O juiz Marcelo Bretas pediu que o empresário explicasse melhor a declaração. —O objetivo desse caixa da Fetranspor era buscar a satisfação do usuário e evitar projetos que viessem a prejudicar o setor —respondeu. Ele declarou que os presidentes da Alerj eram pessoas importantes nesse contexto e que faziam a interface com outros deputados. E disse que os deputados afastados Jorge Picciani e Paulo Melo, ambos do MDB, receberam recursos. Os parlamentares negam o recebimento de propinas.

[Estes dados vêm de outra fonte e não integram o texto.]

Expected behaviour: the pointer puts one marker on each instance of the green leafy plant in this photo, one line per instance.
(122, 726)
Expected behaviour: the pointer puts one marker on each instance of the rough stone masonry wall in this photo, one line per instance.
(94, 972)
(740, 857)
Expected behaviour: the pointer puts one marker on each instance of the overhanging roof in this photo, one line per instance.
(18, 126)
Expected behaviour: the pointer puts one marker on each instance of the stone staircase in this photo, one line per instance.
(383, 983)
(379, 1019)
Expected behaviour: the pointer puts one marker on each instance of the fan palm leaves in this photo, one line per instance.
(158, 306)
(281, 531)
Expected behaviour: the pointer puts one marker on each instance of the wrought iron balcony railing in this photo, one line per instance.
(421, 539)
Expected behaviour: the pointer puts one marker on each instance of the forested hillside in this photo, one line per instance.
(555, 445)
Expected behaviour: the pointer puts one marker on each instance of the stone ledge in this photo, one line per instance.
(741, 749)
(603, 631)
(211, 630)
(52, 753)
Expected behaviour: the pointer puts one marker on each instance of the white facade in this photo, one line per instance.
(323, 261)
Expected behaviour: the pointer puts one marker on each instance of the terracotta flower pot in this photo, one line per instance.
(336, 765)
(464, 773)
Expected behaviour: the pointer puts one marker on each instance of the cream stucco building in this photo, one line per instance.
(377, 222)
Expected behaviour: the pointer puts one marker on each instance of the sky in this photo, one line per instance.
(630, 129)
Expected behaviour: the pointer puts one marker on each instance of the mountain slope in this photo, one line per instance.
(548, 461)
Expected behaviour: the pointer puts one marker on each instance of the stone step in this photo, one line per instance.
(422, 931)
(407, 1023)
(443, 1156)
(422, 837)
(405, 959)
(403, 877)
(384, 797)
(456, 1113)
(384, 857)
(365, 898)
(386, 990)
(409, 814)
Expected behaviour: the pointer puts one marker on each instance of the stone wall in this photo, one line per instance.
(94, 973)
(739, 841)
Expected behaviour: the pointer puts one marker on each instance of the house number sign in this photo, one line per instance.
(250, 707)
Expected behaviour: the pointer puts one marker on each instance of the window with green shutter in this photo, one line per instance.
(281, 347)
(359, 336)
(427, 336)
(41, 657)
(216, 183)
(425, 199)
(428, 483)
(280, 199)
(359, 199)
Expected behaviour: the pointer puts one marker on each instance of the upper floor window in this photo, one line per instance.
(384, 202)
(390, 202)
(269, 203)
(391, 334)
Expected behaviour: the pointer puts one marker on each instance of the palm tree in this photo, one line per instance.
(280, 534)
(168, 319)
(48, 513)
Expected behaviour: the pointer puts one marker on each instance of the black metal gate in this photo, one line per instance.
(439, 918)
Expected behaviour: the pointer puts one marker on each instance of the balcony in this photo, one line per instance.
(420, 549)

— Não posso afirmar ser pagamento de propina. Não era eu quem fazia esse acordo com os agentes políticos —afirmou Barata Filho. Questionado se outros políticos recebiam contribuições, ele respondeu: —Com certeza.

R$ 80 MILHÕES DEVOLVIDOS

Durante o depoimento, Bretas disse que Barata Filho devolveu espontaneamente R$ 80 milhões numa tentativa de reparação de danos. O empresário é réu no processo que está em primeira instância sobre o pagamento de propina de empresas de transporte para políticos. Um segundo processo, com os deputados que têm foro privilegiado, corre na segunda instância. Barata Filho foi preso no Aeroporto do Galeão em julho do ano passado, quando tentava embarcar para Portugal. A prisão dele acabou antecipando a deflagração da Operação Ponto Final, que investiga o pagamento de propina dos empresários de ônibus ao ex-governador Sérgio Cabral (PMDB) e a outros políticos. O empresário está solto, após três habeas corpus concedidos pelo ministro Gilmar Mendes, do Supremo Tribunal Federal. Réu no processo em primeira instância, Felipe Picciani, filho do presidente afastado da Alerj, também prestou depoimento a Bretas e teve sua prisão revogada. Bretas entendeu que, após nove meses preso, não há fatos que justifiquem a manutenção da medida cautelar. Disse ainda que, até o momento, não encontrou elementos da participação de Felipe na organização criminosa.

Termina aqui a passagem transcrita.